Wednesday, October 1, 2025

Motherland Redux

Retiring from my career position at Eugene Water & Electric Board in late 2008, my immediate inclination was to travel to Europe -- Italy, in particular. My mother and grandmother had maintained a 50-year correspondence with their cousins, the Sanguinetis, and I was intrigued by the notion of attempting to locate the family in their somewhat remote location in a small village called Isolona in the Commune of Orero.

My sojourn to the Motherland, however, would need to wait. When my just-graduated daughter chose to teach English in South Korea for a year, and I procured a fellowship to teach public relations at Sojang University in Seoul, it was a done deal. After some initial culture shock, I adapted nicely and enjoyed every minute. My daughter visited from Busan, and I connected with several former UO students living in Seoul.

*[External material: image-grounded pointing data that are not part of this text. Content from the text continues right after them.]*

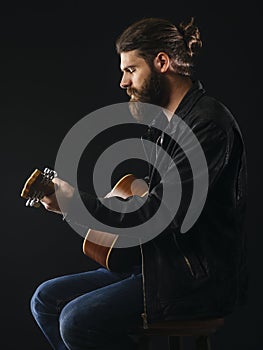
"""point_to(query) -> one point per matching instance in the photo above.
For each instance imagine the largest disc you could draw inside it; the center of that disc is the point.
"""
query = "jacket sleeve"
(168, 200)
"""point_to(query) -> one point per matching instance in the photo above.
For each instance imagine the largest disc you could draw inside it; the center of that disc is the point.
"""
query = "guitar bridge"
(37, 186)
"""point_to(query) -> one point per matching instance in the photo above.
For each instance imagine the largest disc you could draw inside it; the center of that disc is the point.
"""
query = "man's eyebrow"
(128, 67)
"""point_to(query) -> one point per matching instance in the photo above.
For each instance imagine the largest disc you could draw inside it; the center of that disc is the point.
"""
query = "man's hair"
(152, 35)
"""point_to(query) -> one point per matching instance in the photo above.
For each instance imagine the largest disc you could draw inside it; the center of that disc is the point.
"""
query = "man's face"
(142, 83)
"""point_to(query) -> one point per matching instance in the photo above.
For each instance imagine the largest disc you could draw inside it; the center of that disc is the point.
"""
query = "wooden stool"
(175, 330)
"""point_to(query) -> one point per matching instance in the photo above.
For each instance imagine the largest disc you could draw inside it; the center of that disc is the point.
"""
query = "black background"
(58, 63)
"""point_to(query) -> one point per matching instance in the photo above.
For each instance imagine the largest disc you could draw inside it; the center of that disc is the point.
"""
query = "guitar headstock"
(38, 185)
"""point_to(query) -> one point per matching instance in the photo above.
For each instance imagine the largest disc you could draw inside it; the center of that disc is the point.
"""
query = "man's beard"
(143, 107)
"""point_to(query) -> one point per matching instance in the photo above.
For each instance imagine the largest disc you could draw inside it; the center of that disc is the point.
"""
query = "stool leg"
(144, 343)
(175, 343)
(203, 343)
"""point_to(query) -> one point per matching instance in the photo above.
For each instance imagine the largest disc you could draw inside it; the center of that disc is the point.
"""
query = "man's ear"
(161, 62)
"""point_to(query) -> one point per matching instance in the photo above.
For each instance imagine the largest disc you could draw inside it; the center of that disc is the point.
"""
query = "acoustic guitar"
(104, 252)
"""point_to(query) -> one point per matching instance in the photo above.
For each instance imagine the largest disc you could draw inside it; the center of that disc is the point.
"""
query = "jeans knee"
(40, 301)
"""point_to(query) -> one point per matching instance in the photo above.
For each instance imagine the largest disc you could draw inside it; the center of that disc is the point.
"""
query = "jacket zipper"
(188, 264)
(185, 258)
(144, 314)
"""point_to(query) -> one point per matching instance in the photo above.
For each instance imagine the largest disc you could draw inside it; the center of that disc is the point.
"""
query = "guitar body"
(103, 251)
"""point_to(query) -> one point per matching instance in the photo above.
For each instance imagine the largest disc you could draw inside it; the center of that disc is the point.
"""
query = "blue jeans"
(90, 310)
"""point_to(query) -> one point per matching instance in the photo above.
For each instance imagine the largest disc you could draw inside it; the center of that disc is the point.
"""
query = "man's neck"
(179, 87)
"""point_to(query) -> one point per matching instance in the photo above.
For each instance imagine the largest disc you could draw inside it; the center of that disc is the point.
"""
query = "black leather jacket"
(202, 272)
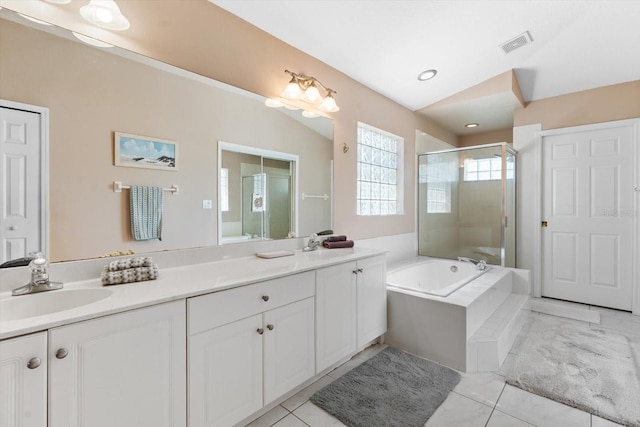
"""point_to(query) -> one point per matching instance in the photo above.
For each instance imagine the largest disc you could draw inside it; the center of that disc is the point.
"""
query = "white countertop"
(179, 283)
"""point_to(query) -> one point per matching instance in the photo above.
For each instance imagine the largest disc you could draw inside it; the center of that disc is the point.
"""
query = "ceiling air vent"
(517, 42)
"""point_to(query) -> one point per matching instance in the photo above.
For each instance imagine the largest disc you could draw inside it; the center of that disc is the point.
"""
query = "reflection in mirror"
(256, 194)
(91, 93)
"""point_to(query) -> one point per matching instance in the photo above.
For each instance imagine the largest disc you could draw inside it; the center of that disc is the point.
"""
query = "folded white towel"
(125, 263)
(129, 275)
(146, 212)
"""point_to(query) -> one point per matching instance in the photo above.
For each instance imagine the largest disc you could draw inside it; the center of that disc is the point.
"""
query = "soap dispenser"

Though retired from EWEB, I would continue to teach public relations full time as a non-tenure track instructor at the University of Oregon School of Journalism and communication during the school year. The best part? Summers off. By spring, I had airline tickets and hotel reservations booked for Italy in summer, 2010. But still a rookie at international travel, I would have much to learn, and some of it the hard way.

My first mistake was flying into Milan late in the afternoon. As I waited outside the terminal at the bus stop, a cab driver took pity and told me: "No bus to Genoa." He then pointed me to a bus bound for the main Milan train station. "You take train to Genoa." Negotiating with the ticket office, I secured a ticket to Genoa and barely made the train in time for the two-hour trip in the dark, arriving in Genoa at midnight.

After that experience, a bus trip to Isolona in the Commune of Orero would have been nigh impossible. My next trip to Italy, in 2013, would be slightly more productive. Thanks to our hotel proprietor, we hired a cab driver who spoke both English and Italian, and was proficient in Genovese, the local dialect. Unfortunately, as luck would have it, Liguria has more than one Orero, and we chose the wrong one.

Then, in 2014, my brother and his family visited Italy and they not only found Isolona, but also found the son-in-law of Anna Sanguineti, mayor of the small village. He pointed out the Sanguineti home, but unfortunately, no one was home that day. But armed with new information, we ventured to Genoa once again in 2015. This time, with help from our cab driver, Andrea Giovanelli, we connected with the Sanguinetis.

We returned to Italy once again in 2018, and in addition to enjoying the sights, sounds and cuisine of Genoa, we took the boat excursion to Portovenere and made yet another pilgrimage to Isolona to see the Sanguinetis. Then, before we knew it, we were all sidelined by the global pandemic, abruptly ending our annual excursions to destinations like Genoa, Barcelona, Munich, Zurich and Geneva. Now, in 2025, we were finally back.